Deswegen fordern wir:

  • Abkehr von der Idee der “unternehmerischen” Hochschule und des meritokratischen Narrativs, also der Vorstellung, dass alle über die gleichen Chancen und Bedingungen für einen Bildungsaufstieg verfügen und es “nur am Engagement der Einzelnen” läge. Um diese Neuausrichtung der Hochschulen zu ermöglichen, braucht es eine Neuaufstellung der Forschungs- und Grundfinanzierung im Rahmen von langfristigen Zielen. Forschung und Wissenschaft dürfen nicht von einem „schnellen Impact“ getrieben werden.
  • Förderung von Kooperationen zwischen Hochschulen, Disziplinen und Wissenschaftler*innen im Sinne einer solidarischen Wissenschaft statt eines kopflosen Wettbewerbs. Die SPD Landtags- und Bundestagsfraktion sollte sich daher für die Abschaffung der Exzellenzinitiative einsetzen.
  • Bildung liegt in den Händen des Landes und muss dementsprechend ausreichend finanziert werden. Dafür braucht es eine Reformierung der Finanzierung der Hochschulen im Sinne einer umfassenden Grundfinanzierung statt einer Vielzahl befristeter Programme. Diese muss entfristete Mittel für die Anstellung Dozierender beinhalten, damit es Dauerstellen für Daueraufgaben gibt und Betreuungsrelationen verbessert werden. Mittel aus dem Hochschulpakt (HSP) und dem Zukunftsvertrag Studium und Lehre (ZVL) müssen dabei wieder an die Lehre gebunden werden, damit diese nicht anderweitig eingesetzt werden können.

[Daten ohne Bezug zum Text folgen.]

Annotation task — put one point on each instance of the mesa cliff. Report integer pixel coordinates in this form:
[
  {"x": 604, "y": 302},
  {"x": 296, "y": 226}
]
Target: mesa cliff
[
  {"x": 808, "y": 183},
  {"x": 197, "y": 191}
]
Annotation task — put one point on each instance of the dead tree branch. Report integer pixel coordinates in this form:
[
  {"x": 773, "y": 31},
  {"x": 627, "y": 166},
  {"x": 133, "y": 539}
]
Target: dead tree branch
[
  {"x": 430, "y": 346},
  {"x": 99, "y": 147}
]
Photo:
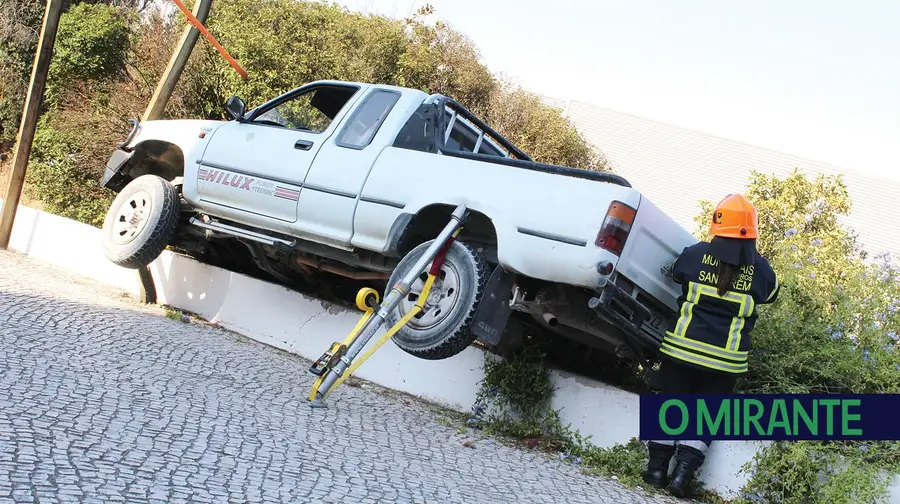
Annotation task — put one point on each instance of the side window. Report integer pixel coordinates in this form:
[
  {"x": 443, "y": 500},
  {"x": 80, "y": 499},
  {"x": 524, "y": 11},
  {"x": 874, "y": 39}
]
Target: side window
[
  {"x": 462, "y": 137},
  {"x": 367, "y": 119},
  {"x": 311, "y": 111},
  {"x": 487, "y": 148}
]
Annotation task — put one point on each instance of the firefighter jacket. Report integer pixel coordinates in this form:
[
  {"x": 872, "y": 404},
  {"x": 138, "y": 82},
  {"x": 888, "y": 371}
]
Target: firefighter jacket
[{"x": 713, "y": 331}]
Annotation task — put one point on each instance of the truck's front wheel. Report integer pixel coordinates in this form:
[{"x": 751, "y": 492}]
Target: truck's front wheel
[
  {"x": 140, "y": 222},
  {"x": 442, "y": 330}
]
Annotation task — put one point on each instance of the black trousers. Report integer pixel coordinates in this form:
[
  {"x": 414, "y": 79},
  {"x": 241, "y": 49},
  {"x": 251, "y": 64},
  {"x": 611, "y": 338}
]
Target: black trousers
[{"x": 678, "y": 378}]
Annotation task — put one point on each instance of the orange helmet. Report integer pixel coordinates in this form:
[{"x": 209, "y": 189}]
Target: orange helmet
[{"x": 735, "y": 217}]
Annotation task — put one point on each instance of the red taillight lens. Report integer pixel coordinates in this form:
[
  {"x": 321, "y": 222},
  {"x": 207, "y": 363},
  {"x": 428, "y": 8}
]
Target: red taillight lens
[{"x": 616, "y": 227}]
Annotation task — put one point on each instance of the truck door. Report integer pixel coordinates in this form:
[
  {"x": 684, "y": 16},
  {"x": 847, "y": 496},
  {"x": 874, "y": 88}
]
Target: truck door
[
  {"x": 328, "y": 203},
  {"x": 258, "y": 165}
]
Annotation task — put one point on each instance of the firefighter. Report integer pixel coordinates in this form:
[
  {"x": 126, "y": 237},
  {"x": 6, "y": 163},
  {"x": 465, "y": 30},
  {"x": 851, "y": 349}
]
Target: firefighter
[{"x": 705, "y": 350}]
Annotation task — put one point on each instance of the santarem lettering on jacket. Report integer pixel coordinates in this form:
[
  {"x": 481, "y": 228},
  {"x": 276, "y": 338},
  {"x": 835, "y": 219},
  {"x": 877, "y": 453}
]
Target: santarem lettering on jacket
[
  {"x": 743, "y": 281},
  {"x": 755, "y": 418}
]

  • Forschen und Lehren muss von sozialer Herkunft entkoppelt werden und darf nicht Privileg einiger weniger sein, deren Eltern zufällig selbst Professor*innen mit ausreichend Kapital sind. Dazu braucht es ein Ende der prekären Verhältnisse der Wissenschaft und die Schaffung nachhaltiger Zukunftsperspektiven.
  • Wir fordern außerdemdass das WissZeitVG grundlegend reformiert wird, sodass wissenschaftliche Karrieren planbar werden. Dazu müssen dringend die Bereiche wie Projektbefristung, Qualifizierungsbefristung und Daueraufgaben klar getrennt und eng definiert werden, damit die Begründung für eine Befristung nicht willkürlich geschehen kann.